In order to turn around the somewhat negative mood surrounding Colruyt Group, the Belgian retailer invited the press for an extensive strategic update. The central message: the group responds to changing customer needs with an increasing focus on services. But how solid are the four growth pillars really?

Parrying criticism

For the first time, Colruyt Group invited journalists and analysts to a presentation of its updated strategy. The company felt this was necessary after the negative reporting during the past few months. Not only did Barclays publish a very critical analyst report, but more recently – and somewhat surprising – Colruyt’s Lowest Prices chain announced it would adapt its price communication in such a way that it triggered a lot of speculation in the media about the end of the lowest price guarantee. The company’s hare price has already dropped 40 % this year.

CEO Jef Colruyt, together with COOs Jo Willemyns and Stefan Goethaert, countered the recent criticism and provide more clarity on the company’s vision for the future during a very extensive presentation. “We look two generations ahead, not just to the next quarter”, he said. And: “Colruyt is much more than a retailer.”

Retailer becomes service provider

However, the company is judged on results, not on long-term perspective. “Maybe those things should be a bit more similar.” The pandemic has cost Colruyt some market share, the CEO admits, but his chain is now gaining that back. The current instability worries him more: “It will not be a walk in the park, we will have to get through all of this together.”
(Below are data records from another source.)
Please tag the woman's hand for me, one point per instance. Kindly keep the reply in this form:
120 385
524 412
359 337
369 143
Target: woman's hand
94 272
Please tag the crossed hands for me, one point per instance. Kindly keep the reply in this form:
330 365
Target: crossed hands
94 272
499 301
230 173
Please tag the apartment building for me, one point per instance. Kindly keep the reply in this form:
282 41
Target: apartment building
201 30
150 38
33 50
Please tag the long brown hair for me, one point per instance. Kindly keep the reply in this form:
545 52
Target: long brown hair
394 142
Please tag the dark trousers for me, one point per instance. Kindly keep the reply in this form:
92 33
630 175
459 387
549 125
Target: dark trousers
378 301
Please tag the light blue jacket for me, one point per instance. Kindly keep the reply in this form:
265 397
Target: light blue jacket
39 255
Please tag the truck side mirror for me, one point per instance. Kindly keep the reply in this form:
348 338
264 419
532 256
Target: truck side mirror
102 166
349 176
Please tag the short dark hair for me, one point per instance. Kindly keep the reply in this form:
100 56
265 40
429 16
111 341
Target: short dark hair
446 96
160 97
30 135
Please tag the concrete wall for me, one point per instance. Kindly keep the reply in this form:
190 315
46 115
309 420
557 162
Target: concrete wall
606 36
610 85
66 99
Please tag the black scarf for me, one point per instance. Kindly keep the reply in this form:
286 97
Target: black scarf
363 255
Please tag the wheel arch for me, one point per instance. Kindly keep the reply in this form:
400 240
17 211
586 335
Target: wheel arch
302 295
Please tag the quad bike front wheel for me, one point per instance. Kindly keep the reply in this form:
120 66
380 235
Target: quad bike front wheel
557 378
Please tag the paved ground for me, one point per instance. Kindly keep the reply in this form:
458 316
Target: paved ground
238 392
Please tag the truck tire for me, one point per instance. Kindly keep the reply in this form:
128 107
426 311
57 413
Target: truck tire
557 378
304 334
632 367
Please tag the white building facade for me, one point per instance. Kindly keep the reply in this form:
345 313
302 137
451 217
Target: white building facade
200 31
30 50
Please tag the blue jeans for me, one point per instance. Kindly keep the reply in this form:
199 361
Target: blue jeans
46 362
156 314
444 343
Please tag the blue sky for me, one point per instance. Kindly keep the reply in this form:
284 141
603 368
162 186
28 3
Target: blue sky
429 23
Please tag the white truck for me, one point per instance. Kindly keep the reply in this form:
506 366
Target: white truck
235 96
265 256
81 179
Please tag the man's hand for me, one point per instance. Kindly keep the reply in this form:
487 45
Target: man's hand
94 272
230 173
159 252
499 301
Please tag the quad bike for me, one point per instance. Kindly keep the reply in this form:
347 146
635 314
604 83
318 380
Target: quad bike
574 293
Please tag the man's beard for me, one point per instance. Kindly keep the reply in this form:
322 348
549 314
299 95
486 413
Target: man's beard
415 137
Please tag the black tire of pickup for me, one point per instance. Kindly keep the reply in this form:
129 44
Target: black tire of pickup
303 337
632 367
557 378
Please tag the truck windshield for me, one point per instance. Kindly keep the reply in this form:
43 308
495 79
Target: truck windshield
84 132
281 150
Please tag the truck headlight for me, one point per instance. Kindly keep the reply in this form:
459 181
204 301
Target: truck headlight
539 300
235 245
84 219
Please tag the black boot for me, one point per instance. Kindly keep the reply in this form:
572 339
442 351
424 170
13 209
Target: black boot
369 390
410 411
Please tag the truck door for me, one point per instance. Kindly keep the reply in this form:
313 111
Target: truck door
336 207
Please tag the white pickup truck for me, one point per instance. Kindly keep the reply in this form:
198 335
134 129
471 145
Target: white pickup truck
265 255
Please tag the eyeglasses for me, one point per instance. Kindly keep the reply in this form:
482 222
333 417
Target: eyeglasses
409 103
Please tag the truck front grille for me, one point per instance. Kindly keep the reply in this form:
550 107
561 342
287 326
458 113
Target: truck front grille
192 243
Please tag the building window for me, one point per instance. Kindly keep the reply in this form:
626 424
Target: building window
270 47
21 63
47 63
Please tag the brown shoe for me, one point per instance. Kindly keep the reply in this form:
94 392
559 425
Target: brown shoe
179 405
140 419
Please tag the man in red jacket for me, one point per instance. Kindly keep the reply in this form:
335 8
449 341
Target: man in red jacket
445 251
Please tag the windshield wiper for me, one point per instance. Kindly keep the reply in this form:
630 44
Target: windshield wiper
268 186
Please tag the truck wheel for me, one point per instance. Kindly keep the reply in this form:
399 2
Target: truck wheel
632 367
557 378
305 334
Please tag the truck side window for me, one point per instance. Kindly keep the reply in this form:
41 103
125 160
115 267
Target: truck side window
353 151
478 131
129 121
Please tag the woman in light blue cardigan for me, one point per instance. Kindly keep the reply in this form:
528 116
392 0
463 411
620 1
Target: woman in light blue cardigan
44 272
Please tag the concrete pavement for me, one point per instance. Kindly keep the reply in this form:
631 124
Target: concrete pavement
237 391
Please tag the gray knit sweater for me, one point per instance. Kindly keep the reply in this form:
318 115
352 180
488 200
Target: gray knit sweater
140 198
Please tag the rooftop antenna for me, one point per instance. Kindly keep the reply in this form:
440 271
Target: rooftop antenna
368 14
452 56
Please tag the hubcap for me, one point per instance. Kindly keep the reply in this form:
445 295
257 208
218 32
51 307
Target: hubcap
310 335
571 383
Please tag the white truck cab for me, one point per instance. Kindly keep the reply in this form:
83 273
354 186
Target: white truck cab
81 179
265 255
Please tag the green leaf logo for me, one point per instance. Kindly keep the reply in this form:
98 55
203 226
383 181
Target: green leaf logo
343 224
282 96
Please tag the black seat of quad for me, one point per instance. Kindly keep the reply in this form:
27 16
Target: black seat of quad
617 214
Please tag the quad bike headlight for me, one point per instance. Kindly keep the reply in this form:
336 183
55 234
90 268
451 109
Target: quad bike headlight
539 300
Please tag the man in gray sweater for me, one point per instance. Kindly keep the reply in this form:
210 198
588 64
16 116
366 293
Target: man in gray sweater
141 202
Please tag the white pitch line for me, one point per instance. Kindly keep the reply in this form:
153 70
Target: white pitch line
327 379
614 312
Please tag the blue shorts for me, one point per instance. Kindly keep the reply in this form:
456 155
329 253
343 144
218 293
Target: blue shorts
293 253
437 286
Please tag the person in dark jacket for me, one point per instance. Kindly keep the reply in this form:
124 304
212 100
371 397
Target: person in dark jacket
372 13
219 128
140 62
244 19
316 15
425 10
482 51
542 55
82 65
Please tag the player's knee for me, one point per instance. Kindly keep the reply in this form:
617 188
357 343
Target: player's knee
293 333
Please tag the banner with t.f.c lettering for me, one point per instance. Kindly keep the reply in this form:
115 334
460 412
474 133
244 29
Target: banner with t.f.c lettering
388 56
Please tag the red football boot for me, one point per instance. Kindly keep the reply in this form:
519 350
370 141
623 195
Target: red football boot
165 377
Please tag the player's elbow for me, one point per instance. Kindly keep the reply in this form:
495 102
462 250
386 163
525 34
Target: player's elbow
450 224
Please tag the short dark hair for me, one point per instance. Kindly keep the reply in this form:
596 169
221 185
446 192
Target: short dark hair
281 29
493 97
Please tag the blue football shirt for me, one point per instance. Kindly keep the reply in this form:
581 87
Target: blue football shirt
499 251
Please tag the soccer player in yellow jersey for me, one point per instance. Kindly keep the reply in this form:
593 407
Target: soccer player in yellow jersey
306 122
Colruyt’s main message: he wants to make life easier for his customers. The retailer is becoming a digital service provider. Besides that, sustainability is the most important theme for the coming decades. Growth for the group has to come from four pillars: food, health, non-food and energy.

Focus on cities

In food retail, Colruyt first wants to guard the consumers’ purchasing power. “That is a core competence for us. 120 employees compare 62,000 prices every day”, Willemyns stresses. “We are in talks with the agricultural and FMCG sectors.” No word, however, on the company’s new price communication. Instead, a remarkable statement: Colruyt still sees room to invest in physical shops, in Belgium, Luxembourg and France. There is potential especially in cities, where Colruyt is going to serve customers better – with shops and e-commerce.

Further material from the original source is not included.